この死者数は東日本大震災の20倍近い数字で、2004年スマトラ島沖地震の死者・行方不明者の28万人を大きく上回り、史上最悪の大惨事になります。
首都圏の被害は?
首都圏の被害はと言うと、南海トラフ地震の震源が遠いからといって、首都圏も「対岸の火事」では済まされません。東京都は最悪な場合で、津波による死者数が1,500人ほどになると想定されているのです。
都内では津波の高さが最高3mに達するという想定ですが、これは軽く見てはいけません。高さ1mの津波でも死亡率は100%になるのです。

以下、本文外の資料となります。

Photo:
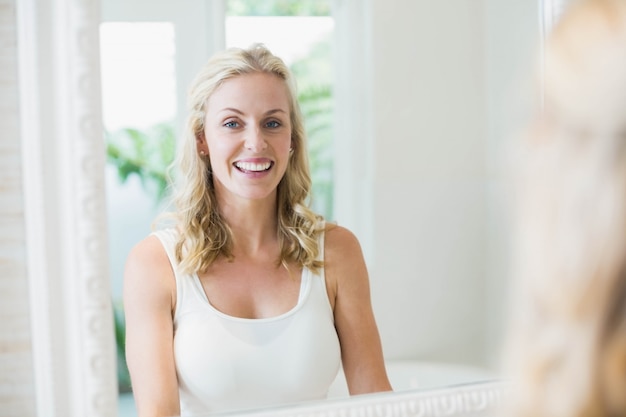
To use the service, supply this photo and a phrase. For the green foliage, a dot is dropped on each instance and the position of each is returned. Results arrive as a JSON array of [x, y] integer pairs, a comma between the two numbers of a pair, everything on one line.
[[278, 8], [314, 75], [145, 153]]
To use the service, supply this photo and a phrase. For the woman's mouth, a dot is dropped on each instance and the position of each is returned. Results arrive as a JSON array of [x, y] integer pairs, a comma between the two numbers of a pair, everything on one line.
[[253, 166]]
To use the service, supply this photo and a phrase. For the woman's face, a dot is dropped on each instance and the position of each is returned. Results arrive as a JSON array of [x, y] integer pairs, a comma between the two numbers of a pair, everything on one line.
[[247, 136]]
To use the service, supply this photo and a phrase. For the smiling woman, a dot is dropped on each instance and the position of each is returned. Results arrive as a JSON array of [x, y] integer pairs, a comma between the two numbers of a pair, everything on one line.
[[436, 283], [247, 298]]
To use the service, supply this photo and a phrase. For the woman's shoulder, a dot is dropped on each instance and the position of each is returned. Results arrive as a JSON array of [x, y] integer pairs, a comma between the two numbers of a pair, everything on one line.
[[150, 256], [340, 241]]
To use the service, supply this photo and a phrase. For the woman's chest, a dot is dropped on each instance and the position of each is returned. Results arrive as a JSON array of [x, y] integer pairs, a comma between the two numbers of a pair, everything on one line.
[[251, 289]]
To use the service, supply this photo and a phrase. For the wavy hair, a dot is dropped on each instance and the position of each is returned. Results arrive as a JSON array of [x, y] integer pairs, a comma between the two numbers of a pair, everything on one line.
[[203, 233], [567, 351]]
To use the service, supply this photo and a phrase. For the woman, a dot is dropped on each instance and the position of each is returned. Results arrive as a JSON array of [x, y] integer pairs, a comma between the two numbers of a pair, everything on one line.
[[249, 298], [567, 348]]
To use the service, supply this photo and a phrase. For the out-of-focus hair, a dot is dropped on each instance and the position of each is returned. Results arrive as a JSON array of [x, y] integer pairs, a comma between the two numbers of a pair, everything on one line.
[[204, 235], [566, 353]]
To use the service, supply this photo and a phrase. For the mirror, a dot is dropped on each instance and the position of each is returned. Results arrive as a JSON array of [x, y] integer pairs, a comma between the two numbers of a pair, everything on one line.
[[424, 99]]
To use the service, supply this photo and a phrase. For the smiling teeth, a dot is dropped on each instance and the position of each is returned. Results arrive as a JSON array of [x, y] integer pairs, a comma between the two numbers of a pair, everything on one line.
[[251, 166]]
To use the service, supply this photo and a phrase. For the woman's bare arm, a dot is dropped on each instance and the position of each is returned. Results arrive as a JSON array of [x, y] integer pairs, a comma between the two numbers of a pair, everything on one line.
[[149, 297], [362, 355]]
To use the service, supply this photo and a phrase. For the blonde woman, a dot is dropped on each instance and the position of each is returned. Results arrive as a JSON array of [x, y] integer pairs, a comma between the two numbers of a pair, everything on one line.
[[249, 298], [567, 351]]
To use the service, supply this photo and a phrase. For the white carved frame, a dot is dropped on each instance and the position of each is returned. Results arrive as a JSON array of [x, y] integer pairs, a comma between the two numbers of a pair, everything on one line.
[[65, 210], [64, 196]]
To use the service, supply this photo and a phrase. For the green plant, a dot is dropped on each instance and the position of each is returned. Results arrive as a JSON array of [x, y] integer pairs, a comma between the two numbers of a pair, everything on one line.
[[145, 153]]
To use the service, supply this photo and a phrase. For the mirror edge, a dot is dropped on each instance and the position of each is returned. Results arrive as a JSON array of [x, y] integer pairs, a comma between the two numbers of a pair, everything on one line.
[[472, 399], [63, 164]]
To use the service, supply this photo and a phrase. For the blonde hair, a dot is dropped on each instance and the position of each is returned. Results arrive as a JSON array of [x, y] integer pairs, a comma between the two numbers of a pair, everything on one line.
[[566, 354], [204, 235]]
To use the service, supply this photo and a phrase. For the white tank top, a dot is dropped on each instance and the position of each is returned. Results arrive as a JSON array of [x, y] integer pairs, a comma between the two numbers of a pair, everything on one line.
[[226, 363]]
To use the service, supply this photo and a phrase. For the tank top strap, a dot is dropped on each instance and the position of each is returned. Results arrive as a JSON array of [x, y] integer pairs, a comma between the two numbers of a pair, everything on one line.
[[188, 295]]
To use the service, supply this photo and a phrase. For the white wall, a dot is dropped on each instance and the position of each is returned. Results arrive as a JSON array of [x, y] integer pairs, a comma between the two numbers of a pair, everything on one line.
[[17, 382], [425, 166]]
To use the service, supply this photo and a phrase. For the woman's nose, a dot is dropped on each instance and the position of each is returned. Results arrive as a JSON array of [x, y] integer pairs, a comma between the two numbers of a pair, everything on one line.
[[255, 141]]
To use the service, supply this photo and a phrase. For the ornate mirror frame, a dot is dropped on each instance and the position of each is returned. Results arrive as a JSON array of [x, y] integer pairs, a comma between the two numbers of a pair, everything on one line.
[[65, 211]]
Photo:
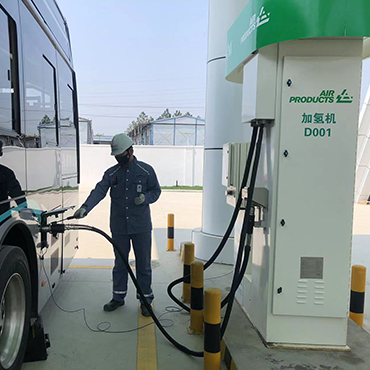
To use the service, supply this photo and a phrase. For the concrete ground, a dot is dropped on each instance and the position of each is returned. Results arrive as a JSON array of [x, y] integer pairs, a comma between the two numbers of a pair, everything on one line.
[[88, 284]]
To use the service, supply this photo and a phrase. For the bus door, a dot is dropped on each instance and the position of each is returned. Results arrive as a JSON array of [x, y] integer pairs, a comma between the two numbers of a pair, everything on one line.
[[41, 136]]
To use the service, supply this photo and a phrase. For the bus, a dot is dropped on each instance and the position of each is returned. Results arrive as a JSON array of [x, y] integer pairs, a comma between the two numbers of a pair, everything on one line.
[[39, 169]]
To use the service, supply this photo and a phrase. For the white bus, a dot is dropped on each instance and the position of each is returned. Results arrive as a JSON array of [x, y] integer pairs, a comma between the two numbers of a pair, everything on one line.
[[39, 168]]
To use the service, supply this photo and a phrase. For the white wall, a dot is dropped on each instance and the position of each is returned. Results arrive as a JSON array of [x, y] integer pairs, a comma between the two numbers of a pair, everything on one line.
[[171, 163]]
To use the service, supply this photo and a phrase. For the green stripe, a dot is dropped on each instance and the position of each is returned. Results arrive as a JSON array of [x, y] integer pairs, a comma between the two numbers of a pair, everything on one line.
[[267, 22]]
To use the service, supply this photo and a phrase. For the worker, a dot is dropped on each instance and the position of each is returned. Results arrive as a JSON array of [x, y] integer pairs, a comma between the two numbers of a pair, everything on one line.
[[9, 187], [133, 186]]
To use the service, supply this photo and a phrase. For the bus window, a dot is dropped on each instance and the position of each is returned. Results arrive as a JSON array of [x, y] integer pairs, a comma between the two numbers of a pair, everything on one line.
[[9, 84], [67, 124], [40, 86]]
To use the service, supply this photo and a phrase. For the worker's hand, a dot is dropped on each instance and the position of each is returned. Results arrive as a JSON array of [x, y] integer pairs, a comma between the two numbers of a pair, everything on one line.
[[140, 199], [80, 213]]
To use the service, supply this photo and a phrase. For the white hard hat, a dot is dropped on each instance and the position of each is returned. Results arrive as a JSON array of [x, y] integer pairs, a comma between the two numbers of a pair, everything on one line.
[[120, 143]]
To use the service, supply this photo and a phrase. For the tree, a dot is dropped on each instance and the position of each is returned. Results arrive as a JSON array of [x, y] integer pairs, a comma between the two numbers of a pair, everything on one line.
[[141, 119], [46, 119], [165, 114]]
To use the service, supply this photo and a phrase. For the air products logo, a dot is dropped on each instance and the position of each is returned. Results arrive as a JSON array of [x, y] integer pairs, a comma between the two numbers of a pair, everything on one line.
[[255, 22], [326, 97], [344, 97]]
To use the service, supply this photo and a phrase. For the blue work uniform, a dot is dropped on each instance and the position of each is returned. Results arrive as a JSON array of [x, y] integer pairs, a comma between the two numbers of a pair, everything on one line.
[[129, 222]]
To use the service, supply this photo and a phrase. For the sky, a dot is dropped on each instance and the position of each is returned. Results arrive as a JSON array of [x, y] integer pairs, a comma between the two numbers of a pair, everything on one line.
[[137, 55], [141, 55]]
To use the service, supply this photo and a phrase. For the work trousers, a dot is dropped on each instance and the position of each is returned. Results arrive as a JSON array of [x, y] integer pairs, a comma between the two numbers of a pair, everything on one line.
[[142, 244]]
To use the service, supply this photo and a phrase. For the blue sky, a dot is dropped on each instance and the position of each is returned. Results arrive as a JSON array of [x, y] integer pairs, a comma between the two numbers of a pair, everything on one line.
[[141, 55], [132, 55]]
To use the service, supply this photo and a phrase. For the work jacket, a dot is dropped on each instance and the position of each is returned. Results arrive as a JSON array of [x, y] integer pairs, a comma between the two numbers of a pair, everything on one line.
[[9, 187], [125, 184]]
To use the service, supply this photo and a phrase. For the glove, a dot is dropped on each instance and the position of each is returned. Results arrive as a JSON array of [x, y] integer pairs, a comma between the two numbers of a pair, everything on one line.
[[80, 213], [140, 199]]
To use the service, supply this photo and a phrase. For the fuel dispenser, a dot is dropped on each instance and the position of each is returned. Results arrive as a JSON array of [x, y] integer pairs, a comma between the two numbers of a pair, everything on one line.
[[300, 66]]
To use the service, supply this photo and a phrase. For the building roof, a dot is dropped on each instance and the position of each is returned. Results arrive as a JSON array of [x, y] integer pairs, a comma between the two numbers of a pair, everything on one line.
[[177, 118]]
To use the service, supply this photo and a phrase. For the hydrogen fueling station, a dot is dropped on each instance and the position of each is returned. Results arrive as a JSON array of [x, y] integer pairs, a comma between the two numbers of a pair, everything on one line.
[[281, 142]]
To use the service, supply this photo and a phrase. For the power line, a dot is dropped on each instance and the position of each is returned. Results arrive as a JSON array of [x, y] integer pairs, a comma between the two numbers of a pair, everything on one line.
[[149, 91], [135, 81], [106, 116], [140, 106]]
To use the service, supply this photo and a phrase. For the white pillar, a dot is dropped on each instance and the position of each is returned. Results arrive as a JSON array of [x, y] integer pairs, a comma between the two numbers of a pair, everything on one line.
[[223, 124]]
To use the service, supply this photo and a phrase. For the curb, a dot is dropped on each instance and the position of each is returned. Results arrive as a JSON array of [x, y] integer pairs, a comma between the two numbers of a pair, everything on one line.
[[226, 357]]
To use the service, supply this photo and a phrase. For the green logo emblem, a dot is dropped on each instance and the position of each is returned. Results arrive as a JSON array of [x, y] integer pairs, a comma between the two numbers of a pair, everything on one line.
[[344, 97]]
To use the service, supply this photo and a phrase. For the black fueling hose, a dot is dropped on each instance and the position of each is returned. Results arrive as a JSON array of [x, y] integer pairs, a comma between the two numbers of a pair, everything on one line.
[[229, 229], [243, 252], [247, 231], [60, 228]]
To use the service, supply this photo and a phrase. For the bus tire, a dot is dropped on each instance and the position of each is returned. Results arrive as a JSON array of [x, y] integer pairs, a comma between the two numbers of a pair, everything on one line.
[[15, 307]]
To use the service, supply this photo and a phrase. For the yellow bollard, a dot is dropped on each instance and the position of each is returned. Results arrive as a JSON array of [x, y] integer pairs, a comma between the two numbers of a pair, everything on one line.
[[212, 329], [358, 286], [196, 304], [170, 232], [188, 259]]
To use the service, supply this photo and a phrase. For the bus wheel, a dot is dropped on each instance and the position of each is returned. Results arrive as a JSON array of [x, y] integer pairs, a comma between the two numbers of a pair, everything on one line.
[[15, 307]]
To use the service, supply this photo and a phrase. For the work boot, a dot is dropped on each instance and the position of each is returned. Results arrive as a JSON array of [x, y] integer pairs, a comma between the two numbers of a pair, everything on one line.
[[113, 305], [144, 310]]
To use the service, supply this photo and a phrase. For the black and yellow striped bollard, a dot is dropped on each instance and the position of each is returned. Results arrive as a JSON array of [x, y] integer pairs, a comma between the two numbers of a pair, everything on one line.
[[196, 304], [170, 232], [188, 259], [212, 329], [358, 286]]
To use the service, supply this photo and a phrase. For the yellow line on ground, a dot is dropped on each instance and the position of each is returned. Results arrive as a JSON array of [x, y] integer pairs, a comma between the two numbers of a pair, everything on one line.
[[146, 345], [90, 267]]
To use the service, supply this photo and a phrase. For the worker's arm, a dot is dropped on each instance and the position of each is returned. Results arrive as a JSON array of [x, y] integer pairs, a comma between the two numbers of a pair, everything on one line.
[[153, 189], [14, 188], [98, 193]]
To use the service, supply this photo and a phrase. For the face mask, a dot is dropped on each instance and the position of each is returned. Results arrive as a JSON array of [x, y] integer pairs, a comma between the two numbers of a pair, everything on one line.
[[123, 160]]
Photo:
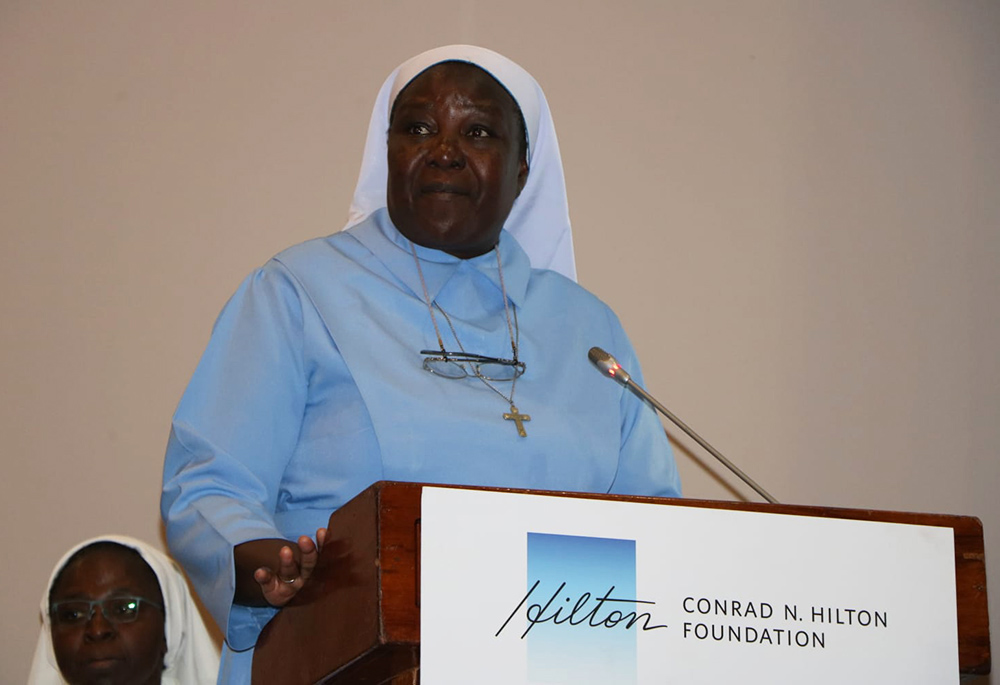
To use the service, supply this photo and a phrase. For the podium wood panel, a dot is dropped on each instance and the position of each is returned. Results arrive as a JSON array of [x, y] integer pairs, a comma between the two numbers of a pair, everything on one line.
[[357, 622]]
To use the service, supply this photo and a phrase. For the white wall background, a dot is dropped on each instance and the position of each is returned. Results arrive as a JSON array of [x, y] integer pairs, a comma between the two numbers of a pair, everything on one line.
[[804, 196]]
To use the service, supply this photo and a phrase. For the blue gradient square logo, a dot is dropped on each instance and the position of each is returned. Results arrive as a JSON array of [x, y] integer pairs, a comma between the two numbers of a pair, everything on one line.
[[581, 610]]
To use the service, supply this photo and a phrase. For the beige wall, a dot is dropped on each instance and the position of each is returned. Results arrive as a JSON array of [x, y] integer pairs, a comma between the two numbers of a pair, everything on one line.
[[802, 196]]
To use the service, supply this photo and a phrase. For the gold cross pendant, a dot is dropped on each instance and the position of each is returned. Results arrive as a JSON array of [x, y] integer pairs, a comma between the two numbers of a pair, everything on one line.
[[518, 418]]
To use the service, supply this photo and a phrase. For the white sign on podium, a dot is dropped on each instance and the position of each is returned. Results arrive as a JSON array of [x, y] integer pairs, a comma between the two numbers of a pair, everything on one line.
[[522, 588]]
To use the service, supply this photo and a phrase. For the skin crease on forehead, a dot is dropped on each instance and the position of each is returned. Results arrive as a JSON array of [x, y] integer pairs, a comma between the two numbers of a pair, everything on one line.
[[101, 652], [456, 159]]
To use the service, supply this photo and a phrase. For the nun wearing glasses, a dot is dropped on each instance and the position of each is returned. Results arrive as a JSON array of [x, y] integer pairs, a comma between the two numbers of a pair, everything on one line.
[[441, 337], [118, 611]]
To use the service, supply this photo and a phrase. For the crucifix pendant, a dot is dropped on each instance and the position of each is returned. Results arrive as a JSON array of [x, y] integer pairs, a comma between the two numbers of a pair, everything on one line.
[[518, 418]]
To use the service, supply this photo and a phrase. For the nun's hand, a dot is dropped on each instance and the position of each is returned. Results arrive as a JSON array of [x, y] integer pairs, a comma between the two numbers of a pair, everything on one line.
[[281, 569]]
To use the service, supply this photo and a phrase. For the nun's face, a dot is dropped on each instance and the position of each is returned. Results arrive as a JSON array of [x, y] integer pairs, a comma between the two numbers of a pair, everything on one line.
[[456, 159], [104, 651]]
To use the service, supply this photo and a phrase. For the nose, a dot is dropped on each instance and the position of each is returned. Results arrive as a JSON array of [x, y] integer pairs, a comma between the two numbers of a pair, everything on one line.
[[446, 152], [99, 627]]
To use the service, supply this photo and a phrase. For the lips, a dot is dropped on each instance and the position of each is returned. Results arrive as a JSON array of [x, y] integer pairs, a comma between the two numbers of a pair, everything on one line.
[[438, 188]]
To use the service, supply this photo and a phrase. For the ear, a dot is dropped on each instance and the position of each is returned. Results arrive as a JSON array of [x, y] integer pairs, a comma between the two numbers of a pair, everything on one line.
[[522, 174]]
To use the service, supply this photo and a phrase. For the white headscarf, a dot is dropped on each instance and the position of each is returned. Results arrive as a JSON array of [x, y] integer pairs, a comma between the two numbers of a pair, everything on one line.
[[540, 216], [192, 656]]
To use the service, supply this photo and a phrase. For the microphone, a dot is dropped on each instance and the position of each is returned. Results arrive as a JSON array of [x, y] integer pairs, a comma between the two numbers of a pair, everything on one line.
[[610, 367]]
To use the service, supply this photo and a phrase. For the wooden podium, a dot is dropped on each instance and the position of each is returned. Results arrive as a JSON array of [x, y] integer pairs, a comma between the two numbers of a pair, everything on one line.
[[357, 622]]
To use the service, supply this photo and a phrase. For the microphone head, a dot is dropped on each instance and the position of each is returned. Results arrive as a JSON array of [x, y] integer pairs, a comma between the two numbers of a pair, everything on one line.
[[608, 365]]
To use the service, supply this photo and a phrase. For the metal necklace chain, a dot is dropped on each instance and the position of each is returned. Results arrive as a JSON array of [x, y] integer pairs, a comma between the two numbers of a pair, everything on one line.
[[512, 329]]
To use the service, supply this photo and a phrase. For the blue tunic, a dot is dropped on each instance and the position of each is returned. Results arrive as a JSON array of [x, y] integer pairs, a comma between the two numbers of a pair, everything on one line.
[[312, 389]]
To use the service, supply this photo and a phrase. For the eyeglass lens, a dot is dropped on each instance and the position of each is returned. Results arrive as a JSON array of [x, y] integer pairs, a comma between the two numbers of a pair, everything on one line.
[[492, 371], [115, 609]]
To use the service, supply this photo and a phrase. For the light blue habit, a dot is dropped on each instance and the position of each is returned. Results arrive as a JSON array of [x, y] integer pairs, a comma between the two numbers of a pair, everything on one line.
[[312, 388]]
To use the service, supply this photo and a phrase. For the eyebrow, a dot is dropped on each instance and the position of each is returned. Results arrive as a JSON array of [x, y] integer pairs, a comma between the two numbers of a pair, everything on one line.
[[491, 107], [114, 592]]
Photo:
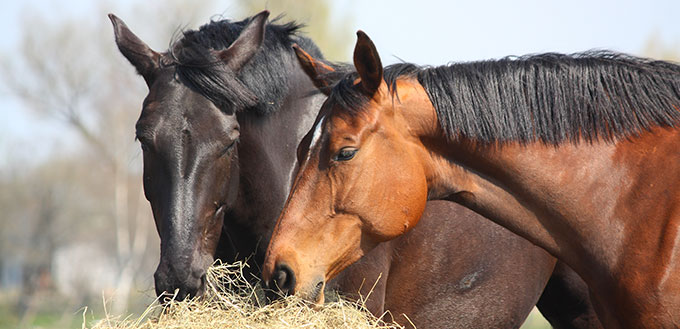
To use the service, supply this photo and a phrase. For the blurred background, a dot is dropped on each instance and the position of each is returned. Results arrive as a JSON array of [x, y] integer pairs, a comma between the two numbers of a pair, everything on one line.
[[75, 229]]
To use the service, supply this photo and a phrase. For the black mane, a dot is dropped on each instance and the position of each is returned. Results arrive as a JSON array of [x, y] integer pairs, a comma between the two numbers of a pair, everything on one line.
[[550, 97], [262, 82]]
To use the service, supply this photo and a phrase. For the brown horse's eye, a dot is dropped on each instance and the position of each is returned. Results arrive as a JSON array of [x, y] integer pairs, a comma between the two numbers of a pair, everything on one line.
[[345, 153]]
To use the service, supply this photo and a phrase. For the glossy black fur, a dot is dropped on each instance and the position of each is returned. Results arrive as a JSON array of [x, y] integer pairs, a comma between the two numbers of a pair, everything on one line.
[[209, 154]]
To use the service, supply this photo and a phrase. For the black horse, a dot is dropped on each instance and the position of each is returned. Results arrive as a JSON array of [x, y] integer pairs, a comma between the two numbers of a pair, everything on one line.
[[227, 106]]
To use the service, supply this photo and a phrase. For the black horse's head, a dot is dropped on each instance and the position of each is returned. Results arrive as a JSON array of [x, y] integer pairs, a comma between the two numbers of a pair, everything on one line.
[[189, 136]]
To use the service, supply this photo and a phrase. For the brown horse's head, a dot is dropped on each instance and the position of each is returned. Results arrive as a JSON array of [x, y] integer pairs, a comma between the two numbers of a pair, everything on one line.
[[189, 142], [361, 178]]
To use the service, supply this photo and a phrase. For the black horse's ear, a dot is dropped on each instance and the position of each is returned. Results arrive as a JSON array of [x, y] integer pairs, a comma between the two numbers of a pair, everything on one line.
[[247, 43], [143, 58], [367, 63], [315, 69]]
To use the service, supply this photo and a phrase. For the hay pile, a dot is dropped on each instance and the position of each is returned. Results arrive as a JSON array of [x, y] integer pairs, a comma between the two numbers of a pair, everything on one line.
[[231, 302]]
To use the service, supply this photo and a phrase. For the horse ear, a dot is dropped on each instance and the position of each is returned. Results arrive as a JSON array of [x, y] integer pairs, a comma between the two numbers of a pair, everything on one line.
[[367, 63], [315, 69], [143, 58], [247, 43]]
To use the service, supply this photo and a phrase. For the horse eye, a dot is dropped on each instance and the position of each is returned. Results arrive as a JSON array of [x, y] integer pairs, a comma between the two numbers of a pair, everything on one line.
[[345, 153], [229, 148], [145, 147]]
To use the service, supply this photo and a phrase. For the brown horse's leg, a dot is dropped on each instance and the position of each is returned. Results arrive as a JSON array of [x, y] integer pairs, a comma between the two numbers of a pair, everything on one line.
[[565, 302]]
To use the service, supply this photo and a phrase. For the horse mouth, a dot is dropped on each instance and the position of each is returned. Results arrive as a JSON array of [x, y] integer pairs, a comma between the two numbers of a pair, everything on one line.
[[317, 294]]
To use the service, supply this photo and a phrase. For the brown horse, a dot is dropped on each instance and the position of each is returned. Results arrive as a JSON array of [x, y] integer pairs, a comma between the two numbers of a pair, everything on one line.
[[227, 106], [579, 154]]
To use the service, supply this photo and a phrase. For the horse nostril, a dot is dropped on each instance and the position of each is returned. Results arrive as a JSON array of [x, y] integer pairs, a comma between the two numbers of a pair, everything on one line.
[[284, 278]]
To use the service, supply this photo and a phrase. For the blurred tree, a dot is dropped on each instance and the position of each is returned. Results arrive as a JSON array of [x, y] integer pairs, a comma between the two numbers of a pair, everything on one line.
[[67, 70], [333, 37], [70, 70]]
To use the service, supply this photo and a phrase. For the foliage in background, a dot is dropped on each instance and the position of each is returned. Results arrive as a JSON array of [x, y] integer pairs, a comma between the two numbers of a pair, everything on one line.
[[77, 222]]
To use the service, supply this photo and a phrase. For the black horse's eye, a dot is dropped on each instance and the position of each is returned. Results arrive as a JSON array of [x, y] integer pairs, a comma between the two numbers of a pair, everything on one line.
[[345, 153], [229, 148], [145, 146]]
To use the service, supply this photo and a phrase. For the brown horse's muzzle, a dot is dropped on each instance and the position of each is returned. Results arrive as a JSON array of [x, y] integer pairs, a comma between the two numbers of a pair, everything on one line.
[[283, 281]]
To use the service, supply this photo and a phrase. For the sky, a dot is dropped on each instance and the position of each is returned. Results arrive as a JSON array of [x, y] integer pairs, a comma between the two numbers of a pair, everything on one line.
[[423, 32]]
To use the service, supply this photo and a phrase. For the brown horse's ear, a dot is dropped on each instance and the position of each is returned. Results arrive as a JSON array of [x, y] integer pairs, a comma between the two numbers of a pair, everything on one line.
[[367, 63], [315, 69], [143, 58], [247, 44]]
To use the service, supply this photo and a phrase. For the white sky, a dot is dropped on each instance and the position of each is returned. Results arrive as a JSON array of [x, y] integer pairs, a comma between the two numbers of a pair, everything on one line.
[[424, 32]]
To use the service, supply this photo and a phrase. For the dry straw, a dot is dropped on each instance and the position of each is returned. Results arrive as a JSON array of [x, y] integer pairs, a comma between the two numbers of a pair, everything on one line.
[[231, 302]]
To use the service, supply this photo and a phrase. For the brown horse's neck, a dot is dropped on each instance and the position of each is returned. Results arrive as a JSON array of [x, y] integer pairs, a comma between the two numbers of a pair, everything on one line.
[[580, 201], [606, 209]]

また東日本大震災の際には千葉県浦安市などで液状化現象による被害が問題になりました。
南海トラフ大地震が起これば、首都圏でも東日本大震災以上の液状化現象が起こる可能性がありこちらも心配です。
原発の被害想定が見落とされている
内閣府WGの被害想定には「原発事故による被害想定」が漏れています。最大で死者32万人以上という想定は浜岡原発などで重大な事故が発生しなかった前提での試算なのです。
では、浜岡原発で事故が起きたら、一体どうなるのでしょう。作家の広瀬隆氏によると、想定されている震度7の揺れで、冷却用海水を引き込む地下の取水トンネルが崩壊する可能性があり、主水槽の水は20分しかもたないという致命的な構造上の欠陥のため、メルトダウンを引き起こす危険性があるといいます。
内閣府WGの被害想定は最悪の事態を前提にしていますが、浜岡原発が福島第一原発以上の大惨事を引き起こしたら、被害規模はそれ以上になるかもしれないのです。国会事故調協力調査員で原子力資料研究室(CNIC)の上澤千尋氏の推定では、大地震によって浜岡原発全体で事故が起きた場合、原発から風下方向の70Kmまでの範囲(静岡県の大部分)の全員が全身被曝によって死亡し、110Km(静岡県全体と愛知・山梨の半分位)では半分が死亡するといいます。
350Kmの範囲では、早期に現れる健康被害の可能性(急性障害)があり、東は東京都西部や神奈川県の大半が含まれます。
これが現実になれば、本当に「日本の終わり」となってしまうかもしれません。